Data generated by 4DN partner institutions are integrated, curated, analyzed, and disseminated by the 4DN Data Coordination and Integration Center (DCIC). As part of this work, the 4DN DCIC develops and maintains a web-based portal (https://data.4dnucleome.org/) to support data submission from 4DN network centers, and provides tools and support for data access, visualization, and analysis to the broader community. The 4DN DCIC is also tasked with leading the ongoing data integration and harmonization efforts across submissions from the program’s 29 partner centers. These efforts include working directly with data generators to define and develop standards for 1) routine data analysis/processing pipelines, 2) experimental metadata and definitions, as well as 3) file format standards for raw/processed genomic and image data files.

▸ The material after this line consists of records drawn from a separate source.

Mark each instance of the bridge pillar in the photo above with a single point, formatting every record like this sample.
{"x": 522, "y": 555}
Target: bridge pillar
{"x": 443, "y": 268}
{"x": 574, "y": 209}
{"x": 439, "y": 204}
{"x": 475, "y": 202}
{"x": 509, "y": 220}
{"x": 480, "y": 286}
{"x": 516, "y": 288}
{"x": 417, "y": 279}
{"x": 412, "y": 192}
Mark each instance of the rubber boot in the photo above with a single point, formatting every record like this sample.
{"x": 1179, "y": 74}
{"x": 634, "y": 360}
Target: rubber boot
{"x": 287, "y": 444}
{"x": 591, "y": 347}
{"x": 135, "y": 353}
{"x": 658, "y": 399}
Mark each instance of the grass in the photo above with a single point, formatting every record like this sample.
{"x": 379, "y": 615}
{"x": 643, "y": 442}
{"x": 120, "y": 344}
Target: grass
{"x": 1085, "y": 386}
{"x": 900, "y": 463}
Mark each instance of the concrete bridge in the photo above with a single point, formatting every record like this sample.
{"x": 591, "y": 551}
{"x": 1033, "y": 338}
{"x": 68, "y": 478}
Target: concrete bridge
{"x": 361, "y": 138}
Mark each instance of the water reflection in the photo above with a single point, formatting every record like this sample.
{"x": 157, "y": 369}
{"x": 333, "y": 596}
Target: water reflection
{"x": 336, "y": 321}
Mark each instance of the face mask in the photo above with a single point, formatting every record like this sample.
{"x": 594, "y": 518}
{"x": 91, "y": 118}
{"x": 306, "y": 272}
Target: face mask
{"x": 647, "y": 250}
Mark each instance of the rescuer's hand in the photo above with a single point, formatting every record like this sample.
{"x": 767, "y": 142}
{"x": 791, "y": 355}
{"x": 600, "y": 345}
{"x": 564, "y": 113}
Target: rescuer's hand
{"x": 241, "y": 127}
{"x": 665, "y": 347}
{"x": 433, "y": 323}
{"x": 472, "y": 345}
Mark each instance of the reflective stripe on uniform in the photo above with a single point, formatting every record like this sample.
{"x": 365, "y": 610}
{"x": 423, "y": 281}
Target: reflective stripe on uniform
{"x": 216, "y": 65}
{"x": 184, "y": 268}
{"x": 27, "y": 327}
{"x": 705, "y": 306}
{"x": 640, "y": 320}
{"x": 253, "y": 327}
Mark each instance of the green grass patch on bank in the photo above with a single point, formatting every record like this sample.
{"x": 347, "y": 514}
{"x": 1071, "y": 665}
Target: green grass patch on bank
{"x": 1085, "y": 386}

The 4DN program started in 2015 and is currently in its final year of Phase 1 funding, which is set to end in 2020. After receiving initial funding in September 2015, the 4DN DCIC spent much of its first year conducting a somewhat difficult hiring process. They had hired a core team of 3 developers and 2 data curators by June 2016, and the remainder of 4DN’s first year was spent engaging the broader 4DN network through working groups tasked with establishing the program’s data sharing policies and standards for cell line work and metadata terms. The DCIC released an alpha version of the 4DN portal in October 2016. The 4DN DCIC team also began an ongoing collaboration with the more established ENCODE DCC to learn how their group had addressed many of the same issues 4DN was facing. As a result, much of the current 4DN platform is built on tools first developed by or in tandem with ENCODE teams. Over the next year, 4DN DCIC team members led working groups tasked with developing omics data analysis and imaging standards that continued to guide platform design and development. The DCIC released a beta version of the platform in 2017. A year later, a production version of the 4DN web portal was officially released in 2018.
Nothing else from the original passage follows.